Após Bruxelas investigar a indústria chinesa de veículos elétricos nos últimos meses, China já havia alertado sobre possíveis medidas retaliatórias. Agora a China informa que a importação de determinados produtos da UE, como laticínios e carne suína, pode ser afetada, o que poderia levar a sanções comerciais de longo prazo.
De acordo com dados da alfândega chinesa, a UE foi a segunda maior fonte de produtos lácteos para a China, respondendo por pelo menos 36% do valor total das importações em 2023, atrás apenas da Nova Zelândia. A Austrália foi o terceiro maior exportador. Embora não esteja claro quais produtos a China poderia mirar como retaliação, no ano passado os principais produtos da exportação de laticínios da UE para a China, que somou 1,7 bilhão de euros, foram soro em pó, creme e leite fresco.
Países como Holanda, França, Alemanha, Irlanda e Dinamarca têm a maior probabilidade de enfrentar tarifas adicionais sobre produtos lácteos no mercado chinês. Holanda, Dinamarca e França também são fornecedores importantes de carne suína, embora a Espanha tenha sido no ano passado o maior fornecedor da China, seguida pelo Brasil e pelos Estados Unidos.

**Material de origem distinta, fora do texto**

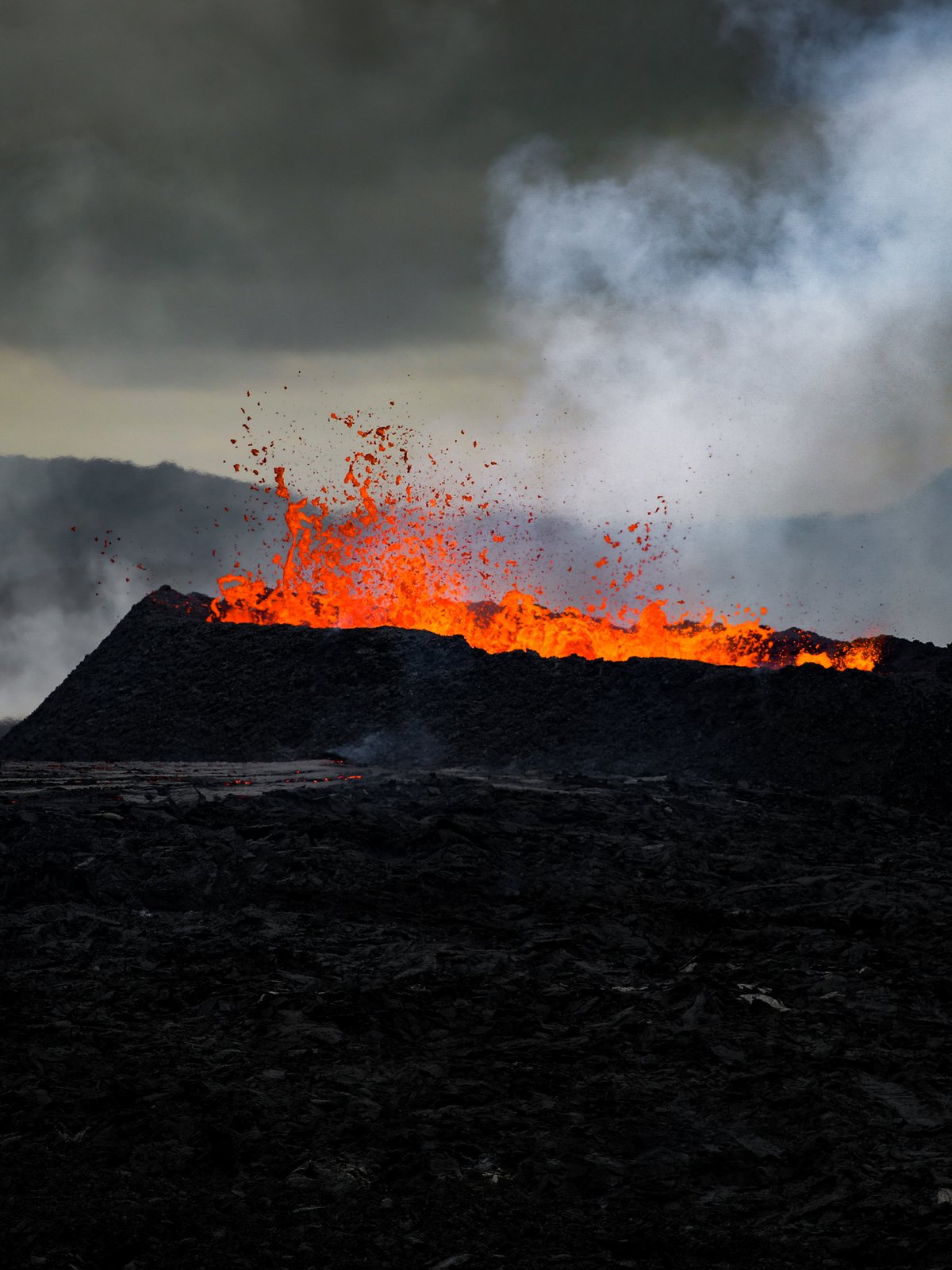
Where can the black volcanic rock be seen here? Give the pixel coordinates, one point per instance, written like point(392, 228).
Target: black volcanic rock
point(168, 685)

“Estamos preocupados”, disse Arnaud Rousseau, presidente da FNSEA, a maior associação de agricultores da França, a repórteres quando questionado sobre possíveis medidas chinesas contra a importação de carne suína da UE.

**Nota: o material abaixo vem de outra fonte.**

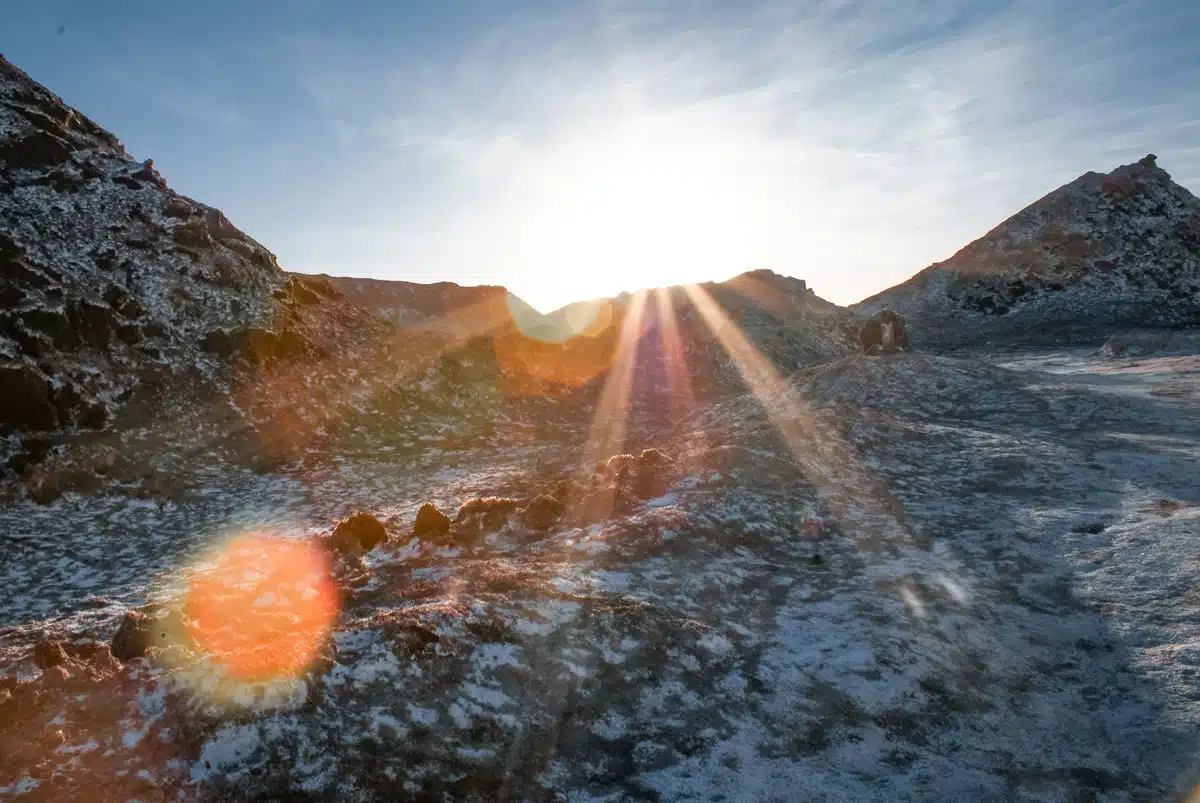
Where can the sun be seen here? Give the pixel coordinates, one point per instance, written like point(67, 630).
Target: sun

"Existem certas partes do porco que não são consumidas na Europa e precisam encontrar mercados, e a China é um mercado importante... Podemos enfrentar problemas rapidamente se não tivermos comércio com certos países. A China importou no ano passado 6 bilhões de dólares em carne suína, incluindo subprodutos de abate, de acordo com dados da alfândega chinesa.
O comissário europeu da Agricultura, Janusz Wojciechowski, disse recentemente que sua intenção é "evitar ao máximo que a agricultura pague o preço dos problemas de outros setores". “A posição da União Europeia é que o comércio aberto de alimentos é uma ferramenta muito importante para garantir a segurança alimentar a nível global”, afirmou ele.
A China já aplicou no passado sanções comerciais direcionadas tendo como alvo produtos alimentícios em guerras comerciais anteriores.